19 may 2011

Amores

Autores: Grupo Argia
Carmen Blanco-Argibay
Luisi Miranda
Alberto Lázaro
Juanmari Goikoetxea
Luciano Murillo


Siendo un chiquillo, apenas once años, ya le atraían las cosas de la iglesia y todo aquello que la rodeaba, los curas, los sermones, la suntuosidad de las vestimentas en los oficios y también algo de lo que representaba ser la autoridad de la iglesia en la comarca. Aceptó ser acólito, ayudante de los curas, monaguillo que se decía entonces. Desde su “influyente posición”, el muchacho observaba el comportamiento de los feligreses en las ceremonias y actos religiosos, que eran muchos y variados en la época.
De todas las experiencias que estaba viviendo, una le llamó especialmente la atención, porque de aquello aprendió la facilidad con que la gente pasa de la felicidad a la tristeza, del amor al desamor, de la vida a la muerte.
Aquél día era sábado y tenían que oficiar una boda. Alrededor de las doce llegaron los novios y él los recibió en la puerta de entrada de la iglesia, ya que era el encargado de notificarles el protocolo, dónde debían de colocarse, las respuestas habituales de la liturgia, si llevaban consigo las alianzas, las arras etc.etc.
Miró al novio como de costumbre, pero aquel hombre tenía un aura distinta a todos los novios que había visto hasta entonces. Irradiaba sensibilidad, delicadeza, llevaba el amor del enamorado en sus ojos. Su mirada estaba cargada de sinceridad. Fue una ceremonia especial, diferente a tantas otras, de las que marcan y permanecen en el recuerdo.
Al día siguiente de casarse, como era habitual, iniciaron el viaje de novios. Él conducía el coche. Ir fueron los dos juntos. Volver lo hicieron por separado. Él en ambulancia al hospital. Ella volvería en un coche fúnebre camino del camposanto.
No había transcurrido un mes de la alegría de las nupcias y allí estábamos, en el mismo lugar, en la misma iglesia, esta vez oficiando el funeral por su amada. Todo estaba cambiado, las flores no eran ramos, eran coronas, la música de la esperanza se tornó en una dolorosa y triste despedida. Hasta las vestimentas habían abandonado el colorido suntuoso, para envolverse en la oscuridad. En esta ocasión las campanas tañían lágrimas de dolor, los húmedos ojos de los asistentes daban muestras de amargo desconsuelo, sus gargantas, incapaces de articular palabras que no fueran de condolencia.
Pulsar la flecha

Volvió a mirar de frente a aquel hombre y constató que su aura especial le había abandonado. Aquel hombre al que él había casado era la voz del lamento, del abatimiento.

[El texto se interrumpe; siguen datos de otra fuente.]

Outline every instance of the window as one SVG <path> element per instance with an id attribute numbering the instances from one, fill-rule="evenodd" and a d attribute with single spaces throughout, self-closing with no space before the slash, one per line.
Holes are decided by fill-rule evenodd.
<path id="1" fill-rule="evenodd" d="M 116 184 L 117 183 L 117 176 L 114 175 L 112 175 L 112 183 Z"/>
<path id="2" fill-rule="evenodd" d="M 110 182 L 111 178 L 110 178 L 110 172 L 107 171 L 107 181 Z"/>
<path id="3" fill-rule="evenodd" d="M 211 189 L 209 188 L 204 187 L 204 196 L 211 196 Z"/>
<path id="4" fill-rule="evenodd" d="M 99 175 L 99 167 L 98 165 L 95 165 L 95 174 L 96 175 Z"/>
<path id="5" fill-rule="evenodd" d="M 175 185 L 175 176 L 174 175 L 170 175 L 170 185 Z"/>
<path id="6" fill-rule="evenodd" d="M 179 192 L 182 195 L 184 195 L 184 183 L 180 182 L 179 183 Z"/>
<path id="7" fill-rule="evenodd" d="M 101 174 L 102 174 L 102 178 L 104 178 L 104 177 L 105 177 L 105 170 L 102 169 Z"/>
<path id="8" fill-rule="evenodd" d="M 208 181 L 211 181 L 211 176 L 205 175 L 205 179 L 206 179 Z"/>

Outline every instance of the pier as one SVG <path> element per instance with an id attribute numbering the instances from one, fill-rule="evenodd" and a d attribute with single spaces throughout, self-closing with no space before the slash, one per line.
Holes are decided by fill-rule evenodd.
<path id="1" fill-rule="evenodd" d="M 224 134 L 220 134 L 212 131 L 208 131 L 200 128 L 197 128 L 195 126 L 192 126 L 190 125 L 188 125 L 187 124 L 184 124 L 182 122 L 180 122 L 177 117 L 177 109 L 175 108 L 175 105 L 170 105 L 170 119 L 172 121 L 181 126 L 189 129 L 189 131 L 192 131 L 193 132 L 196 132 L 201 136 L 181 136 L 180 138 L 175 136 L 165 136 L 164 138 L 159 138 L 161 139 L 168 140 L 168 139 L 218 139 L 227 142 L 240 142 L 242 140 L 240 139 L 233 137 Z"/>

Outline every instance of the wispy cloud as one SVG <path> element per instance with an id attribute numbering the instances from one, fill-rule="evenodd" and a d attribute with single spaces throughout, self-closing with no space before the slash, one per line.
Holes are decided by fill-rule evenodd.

En aquellos momentos no entendía la vida, dejó de tener valor la vida. Lo repetía una vez y otra. Era una convicción y también una premonición. El monaguillo estaba descubriendo por vez primera a través de aquél hombre el sentido del miedo, el significado de perder lo que se ama.
Al día siguiente, el rumor estaba en la calle. El hombre había saltado la tapia del cementerio provisto de una navaja. El enterrador en su última ronda oyó gemidos, se acercó y lo encontró acurrucado sobre la tumba de su amada esposa, sus muñecas cercenadas, teñidas de rojo sangre. Llegó a tiempo al hospital.
El hecho fue muy comentado en la comarca, también en el seno de la iglesia. Era la primera vez que ocurría algo de esa naturaleza. El chico ya tenía su héroe particular. Aquel hombre había alcanzado la más alta expresión del amor, prefirió morir por amor que vivir sin su amada. El suceso tuvo sus detractores entre los más adultos y algunos admiradores entre los más adolescentes, pero todos se sentían estremecidos.
Pasaron los días, no había transcurrido todavía un año cuando la sorpresa aparecíó en los ojos del monaguillo. Se resistía a aceptar lo que tenía delante. Su héroe se venía abajo. Su idea romántica del amor empezaba a desmoronarse. De nuevo aquel hombre estaba en el mismo lugar, en la misma iglesia, irradiaba la misma aura que el muchacho apreció en la ocasión anterior. Pero la mujer no era la misma. El enlace ya no tenía para el muchacho la misma magia. Había cumplido ya los doce y aprendió que el amor es caprichoso, cambiante, incontrolable y viajero, se traslada como el polen que, con la ayuda del viento, se puede posar en una u otra flor.

1 comentario:

  1. Me he puesto a leer sin saber con que me iba a encontrar y me ha llevado la lectura. Me ha encantado la forma de narrar y en tan poco tiempo me ha hecho sentir. ¡Como me he levantado! Será la lluvia.